Material and methods

Medium components

We have used a cost-effective medium, originally developed by Pereira et al. (2010a) for high-gravity fermentations, for both adaptation and fermentation. The medium components including glucose, yeast extract, peptone, and agar were obtained from Hi-Media Laboratories (Mumbai, India). Corn steep liquor (CSL) was obtained from Sigma (India). All chemicals used were of analytical grade unless mentioned otherwise. The medium contained 10% (w/v) glucose as the carbon source, 3% (v/v) CSL, 2.3 g L−1 urea, 3.8 g L−1 MgSO4·7H2O, and 0.03 g L−1 CuSO4·5H2O (Pereira et al. 2010). The initial pH of the medium was set to 5 (Ganigué et al. 2016). For very high-gravity (VHG) fermentation, the medium contained 30% (w/v) glucose and 5% (v/v) CSL. The medium was sterilized by filtering through a 0.22-µm polystyrene membrane. For fermentations in YPD medium, yeast extract (10 g L−1) and peptone (20 g L−1) were dissolved in water and autoclaved at 121 °C for 20 min. Upon cooling, a filter-sterilized 50% (w/v) glucose solution was aseptically added to the medium to a final concentration of 2% (w/v).

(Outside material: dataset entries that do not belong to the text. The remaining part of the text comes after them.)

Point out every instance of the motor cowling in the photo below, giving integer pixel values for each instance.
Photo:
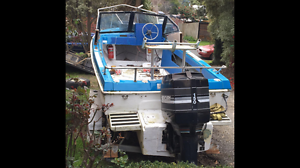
(185, 96)
(110, 50)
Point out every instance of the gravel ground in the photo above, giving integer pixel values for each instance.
(223, 136)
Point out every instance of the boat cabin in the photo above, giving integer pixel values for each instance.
(124, 46)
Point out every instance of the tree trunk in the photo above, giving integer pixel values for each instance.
(138, 2)
(217, 52)
(88, 25)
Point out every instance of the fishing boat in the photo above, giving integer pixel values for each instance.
(161, 92)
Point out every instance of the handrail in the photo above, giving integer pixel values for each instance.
(135, 7)
(182, 67)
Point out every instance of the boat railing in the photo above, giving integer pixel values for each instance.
(168, 46)
(165, 67)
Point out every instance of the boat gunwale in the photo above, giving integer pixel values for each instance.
(130, 92)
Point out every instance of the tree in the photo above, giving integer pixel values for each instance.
(221, 28)
(82, 13)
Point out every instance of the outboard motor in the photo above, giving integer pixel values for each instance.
(185, 98)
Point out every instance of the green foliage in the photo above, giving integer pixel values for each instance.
(146, 4)
(122, 160)
(221, 26)
(81, 54)
(155, 164)
(188, 12)
(174, 6)
(86, 152)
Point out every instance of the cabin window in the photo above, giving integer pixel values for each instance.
(170, 27)
(111, 22)
(178, 61)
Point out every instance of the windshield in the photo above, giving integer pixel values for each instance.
(125, 21)
(111, 22)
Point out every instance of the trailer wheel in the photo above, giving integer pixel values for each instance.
(72, 84)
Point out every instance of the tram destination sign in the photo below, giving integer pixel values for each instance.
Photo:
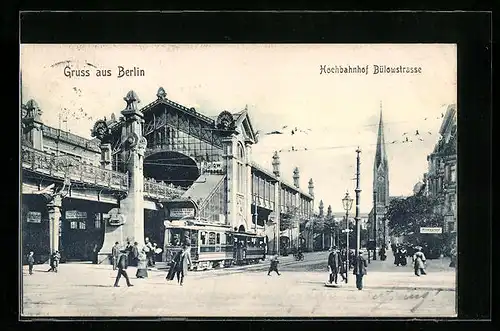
(75, 214)
(181, 212)
(431, 230)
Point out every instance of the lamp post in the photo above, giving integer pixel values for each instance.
(347, 204)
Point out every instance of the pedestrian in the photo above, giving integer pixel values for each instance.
(54, 261)
(115, 254)
(360, 266)
(135, 254)
(402, 256)
(397, 256)
(274, 265)
(333, 264)
(419, 262)
(183, 263)
(142, 265)
(31, 262)
(122, 266)
(148, 249)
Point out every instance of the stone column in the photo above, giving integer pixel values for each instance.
(54, 208)
(106, 156)
(248, 188)
(130, 215)
(133, 152)
(228, 148)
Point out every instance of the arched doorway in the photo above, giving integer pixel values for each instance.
(171, 167)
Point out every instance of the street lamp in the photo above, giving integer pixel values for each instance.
(347, 204)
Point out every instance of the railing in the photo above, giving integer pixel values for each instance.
(69, 137)
(64, 167)
(161, 190)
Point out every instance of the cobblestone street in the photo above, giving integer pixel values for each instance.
(87, 290)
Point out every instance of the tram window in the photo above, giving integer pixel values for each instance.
(211, 238)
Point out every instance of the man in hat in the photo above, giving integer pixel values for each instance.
(419, 262)
(122, 265)
(359, 269)
(334, 264)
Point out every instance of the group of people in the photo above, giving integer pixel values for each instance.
(143, 258)
(400, 255)
(337, 264)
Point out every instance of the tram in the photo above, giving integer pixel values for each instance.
(212, 246)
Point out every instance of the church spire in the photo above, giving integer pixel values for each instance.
(380, 154)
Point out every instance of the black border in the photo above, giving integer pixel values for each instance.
(471, 31)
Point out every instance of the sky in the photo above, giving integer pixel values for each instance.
(281, 85)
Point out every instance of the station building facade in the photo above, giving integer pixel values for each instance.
(153, 164)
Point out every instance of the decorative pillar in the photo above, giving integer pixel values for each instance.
(127, 222)
(32, 125)
(235, 209)
(55, 226)
(106, 156)
(133, 148)
(296, 177)
(248, 188)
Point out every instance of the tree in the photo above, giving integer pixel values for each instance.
(406, 216)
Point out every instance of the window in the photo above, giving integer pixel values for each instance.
(211, 238)
(453, 174)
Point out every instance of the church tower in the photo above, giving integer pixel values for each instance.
(381, 168)
(381, 185)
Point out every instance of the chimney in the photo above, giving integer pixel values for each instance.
(311, 188)
(276, 164)
(296, 177)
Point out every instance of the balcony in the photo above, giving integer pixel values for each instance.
(62, 167)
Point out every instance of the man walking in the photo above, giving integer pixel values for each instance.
(122, 265)
(419, 262)
(31, 262)
(115, 254)
(183, 264)
(274, 265)
(333, 264)
(360, 266)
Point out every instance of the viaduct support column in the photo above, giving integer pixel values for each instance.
(127, 223)
(54, 208)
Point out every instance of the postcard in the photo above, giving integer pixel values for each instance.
(238, 180)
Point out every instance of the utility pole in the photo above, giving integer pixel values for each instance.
(357, 190)
(374, 225)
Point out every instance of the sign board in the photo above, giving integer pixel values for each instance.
(34, 217)
(431, 230)
(181, 212)
(75, 214)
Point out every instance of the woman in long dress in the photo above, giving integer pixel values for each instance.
(142, 265)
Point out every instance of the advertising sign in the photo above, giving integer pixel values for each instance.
(75, 214)
(34, 217)
(181, 212)
(431, 230)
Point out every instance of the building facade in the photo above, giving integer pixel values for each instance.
(152, 164)
(441, 178)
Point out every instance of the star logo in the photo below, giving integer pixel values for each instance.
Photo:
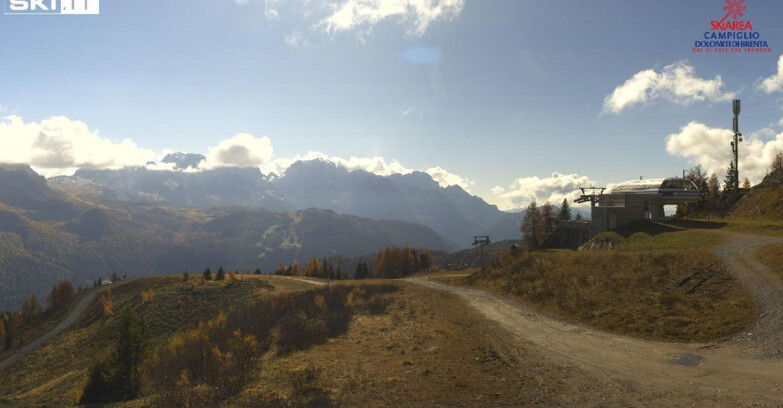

Yeast strain and basic culture conditions

S. cerevisiae CEN.PK 122 cells were maintained at 30 °C in 250-mL Erlenmeyer flasks containing 50 mL culture. The flasks were shaken at 180 rpm in a shaking incubator (New Brunswick Innova 44R, Eppendorf AG, Hamburg, Germany). For long-term preservation, the cells were resuspended in a medium containing 25% (v/v) glycerol and stored at − 80 °C.

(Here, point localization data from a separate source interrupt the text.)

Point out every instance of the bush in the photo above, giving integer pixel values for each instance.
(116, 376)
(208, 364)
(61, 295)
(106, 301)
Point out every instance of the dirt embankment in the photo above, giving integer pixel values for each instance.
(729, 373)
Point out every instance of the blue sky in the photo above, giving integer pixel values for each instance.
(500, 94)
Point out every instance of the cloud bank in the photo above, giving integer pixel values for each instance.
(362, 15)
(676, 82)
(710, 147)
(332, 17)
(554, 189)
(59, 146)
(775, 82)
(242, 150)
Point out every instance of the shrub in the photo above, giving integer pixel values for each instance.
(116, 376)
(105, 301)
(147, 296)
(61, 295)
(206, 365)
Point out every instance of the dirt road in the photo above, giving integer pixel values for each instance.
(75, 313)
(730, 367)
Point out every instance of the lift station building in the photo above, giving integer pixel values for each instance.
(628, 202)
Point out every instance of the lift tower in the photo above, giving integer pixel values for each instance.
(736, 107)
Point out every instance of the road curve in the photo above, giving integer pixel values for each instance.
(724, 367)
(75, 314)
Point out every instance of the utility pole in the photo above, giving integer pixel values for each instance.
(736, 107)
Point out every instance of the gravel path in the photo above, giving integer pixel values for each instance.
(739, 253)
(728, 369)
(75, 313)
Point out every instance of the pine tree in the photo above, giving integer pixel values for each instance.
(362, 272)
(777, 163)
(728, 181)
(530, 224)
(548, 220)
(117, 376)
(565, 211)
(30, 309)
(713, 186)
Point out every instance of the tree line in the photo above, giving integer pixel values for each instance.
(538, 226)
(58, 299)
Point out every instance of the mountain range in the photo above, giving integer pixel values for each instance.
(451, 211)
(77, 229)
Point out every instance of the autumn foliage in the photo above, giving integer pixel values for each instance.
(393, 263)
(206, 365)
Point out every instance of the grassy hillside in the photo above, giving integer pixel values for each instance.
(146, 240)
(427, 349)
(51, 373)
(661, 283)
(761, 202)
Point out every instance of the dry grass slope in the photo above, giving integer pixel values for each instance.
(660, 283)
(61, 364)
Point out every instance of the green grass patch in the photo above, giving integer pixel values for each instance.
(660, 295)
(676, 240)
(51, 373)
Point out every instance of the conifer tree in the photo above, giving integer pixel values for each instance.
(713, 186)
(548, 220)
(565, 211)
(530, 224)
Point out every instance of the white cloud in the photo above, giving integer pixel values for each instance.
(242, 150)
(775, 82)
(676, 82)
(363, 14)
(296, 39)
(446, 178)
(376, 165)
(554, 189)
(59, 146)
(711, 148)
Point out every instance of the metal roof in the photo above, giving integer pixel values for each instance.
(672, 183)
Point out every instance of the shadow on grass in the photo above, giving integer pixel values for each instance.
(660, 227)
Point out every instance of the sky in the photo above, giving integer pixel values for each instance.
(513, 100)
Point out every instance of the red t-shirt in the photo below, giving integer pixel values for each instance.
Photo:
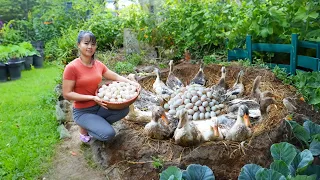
(87, 79)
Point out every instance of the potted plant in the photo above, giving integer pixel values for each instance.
(15, 62)
(4, 55)
(38, 60)
(30, 51)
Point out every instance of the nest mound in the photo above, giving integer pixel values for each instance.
(130, 155)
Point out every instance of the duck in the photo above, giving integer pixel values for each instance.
(237, 89)
(160, 88)
(288, 103)
(256, 109)
(209, 129)
(240, 130)
(173, 82)
(219, 90)
(158, 127)
(221, 85)
(256, 92)
(147, 100)
(199, 78)
(186, 133)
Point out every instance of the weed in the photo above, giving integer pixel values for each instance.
(134, 59)
(124, 67)
(157, 162)
(28, 126)
(282, 75)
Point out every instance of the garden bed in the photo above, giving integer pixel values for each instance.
(132, 155)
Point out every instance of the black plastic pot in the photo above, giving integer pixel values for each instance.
(14, 70)
(38, 61)
(22, 64)
(3, 72)
(27, 63)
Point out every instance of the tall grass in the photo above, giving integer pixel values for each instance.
(27, 124)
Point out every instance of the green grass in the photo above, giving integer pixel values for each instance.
(27, 124)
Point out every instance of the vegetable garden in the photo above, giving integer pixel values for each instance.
(286, 145)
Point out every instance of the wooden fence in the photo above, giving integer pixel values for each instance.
(296, 60)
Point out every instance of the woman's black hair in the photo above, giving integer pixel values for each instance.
(91, 36)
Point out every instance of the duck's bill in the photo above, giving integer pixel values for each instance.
(215, 130)
(164, 118)
(246, 119)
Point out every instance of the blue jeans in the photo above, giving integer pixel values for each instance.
(98, 120)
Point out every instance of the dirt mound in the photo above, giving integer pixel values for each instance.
(130, 154)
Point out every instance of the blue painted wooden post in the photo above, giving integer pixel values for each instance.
(318, 54)
(318, 50)
(249, 47)
(293, 54)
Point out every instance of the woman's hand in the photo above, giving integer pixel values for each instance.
(100, 101)
(137, 85)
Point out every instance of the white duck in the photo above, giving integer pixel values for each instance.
(240, 130)
(209, 129)
(186, 133)
(173, 81)
(156, 129)
(163, 91)
(238, 87)
(199, 78)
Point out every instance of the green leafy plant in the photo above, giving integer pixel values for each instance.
(309, 134)
(157, 162)
(289, 163)
(193, 171)
(29, 49)
(124, 67)
(9, 35)
(16, 51)
(134, 59)
(282, 75)
(307, 84)
(4, 53)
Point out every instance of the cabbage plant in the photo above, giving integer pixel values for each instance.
(289, 163)
(193, 171)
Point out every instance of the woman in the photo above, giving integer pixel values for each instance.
(81, 78)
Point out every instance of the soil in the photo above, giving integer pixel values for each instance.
(130, 155)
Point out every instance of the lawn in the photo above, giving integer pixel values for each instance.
(27, 124)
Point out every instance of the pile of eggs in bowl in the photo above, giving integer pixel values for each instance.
(117, 92)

Adaptation of S. cerevisiae to increasing concentration of salt (NaCl)

The adaptation was performed by serial passaging every 24 h in 250-mL shake flasks. Cells were seeded at an optical density (OD600) of 1.0 in the shake flasks. For adaptation to increasing concentrations of NaCl, the cells were grown in 10% (w/v) glucose and the NaCl concentration in the medium was increased gradually from 0.5 to 3.5% (w/v), as detailed below. Control cells were passaged in parallel, but in the control medium without any added salt.

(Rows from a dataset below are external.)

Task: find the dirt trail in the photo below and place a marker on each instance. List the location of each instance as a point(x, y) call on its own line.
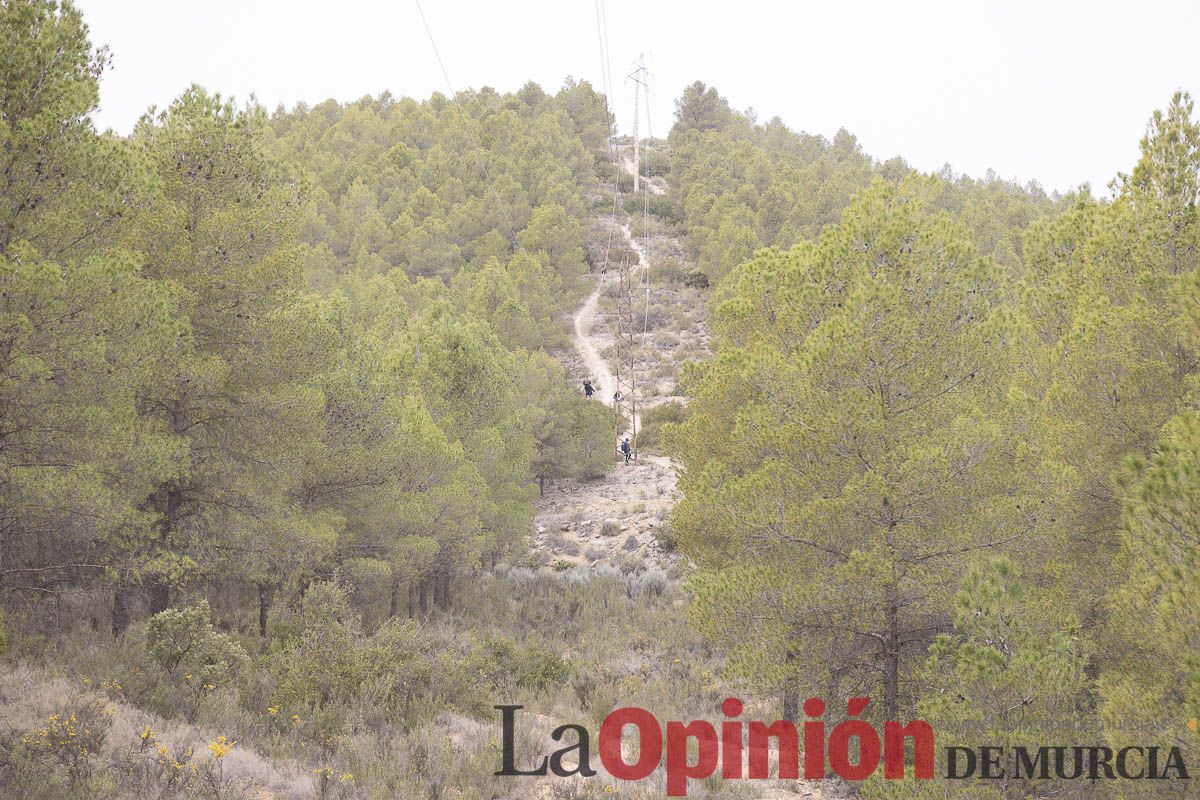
point(613, 518)
point(588, 347)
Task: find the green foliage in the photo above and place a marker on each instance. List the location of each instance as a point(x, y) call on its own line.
point(856, 403)
point(184, 641)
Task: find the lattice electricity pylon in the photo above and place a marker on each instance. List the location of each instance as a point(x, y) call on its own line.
point(627, 350)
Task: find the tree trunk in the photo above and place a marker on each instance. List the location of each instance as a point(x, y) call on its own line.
point(264, 607)
point(160, 596)
point(791, 697)
point(394, 607)
point(892, 662)
point(120, 608)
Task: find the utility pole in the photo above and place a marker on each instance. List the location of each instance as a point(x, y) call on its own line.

For the adaptation, every step change in NaCl concentration was made on agar plates and the colony obtained was then transferred to a liquid medium containing the same concentration of NaCl. Initially, the control (unadapted) cells were streaked onto a plate containing 0.5% (w/v) NaCl. Once the colonies appeared, the largest colony was transferred to the liquid medium containing 0.5% (w/v) salt and passaged every 24 h. Once the culture started to grow well, the culture was spread on plates containing 1.5% (w/v) NaCl and the largest colony obtained was then transferred to a liquid medium containing 1.5% (w/v) NaCl and serially passaged every 24 h. Again, when a luxurious growth appeared, i.e., there were 1.5 × 108 colony-forming units per mL of culture, the culture was plated on agar plates containing 2.0% (w/v) NaCl and the process was repeated. Finally, the NaCl concentration was increased to 3.5% (w/v), first in agar plates and then in liquid medium. To account for the possibility of improved fermentation due to continuous passaging in a medium containing 10% (w/v) glucose, the control cells were also passaged in parallel in the industrial medium without any added NaCl. When the control cells were plated on plates containing NaCl, no colonies appeared. This indicated that the adapted cells, but not the control cells, have become salt-tolerant.

Fermentation experiments

All the fermentation experiments were conducted in 500-mL Multivessel fermenters (Multifors 2, Infors HT, Switzerland) containing 300 mL medium with 300-rpm stirring and no aeration. Also, the pH of the media was not adjusted during the course of the fermentations.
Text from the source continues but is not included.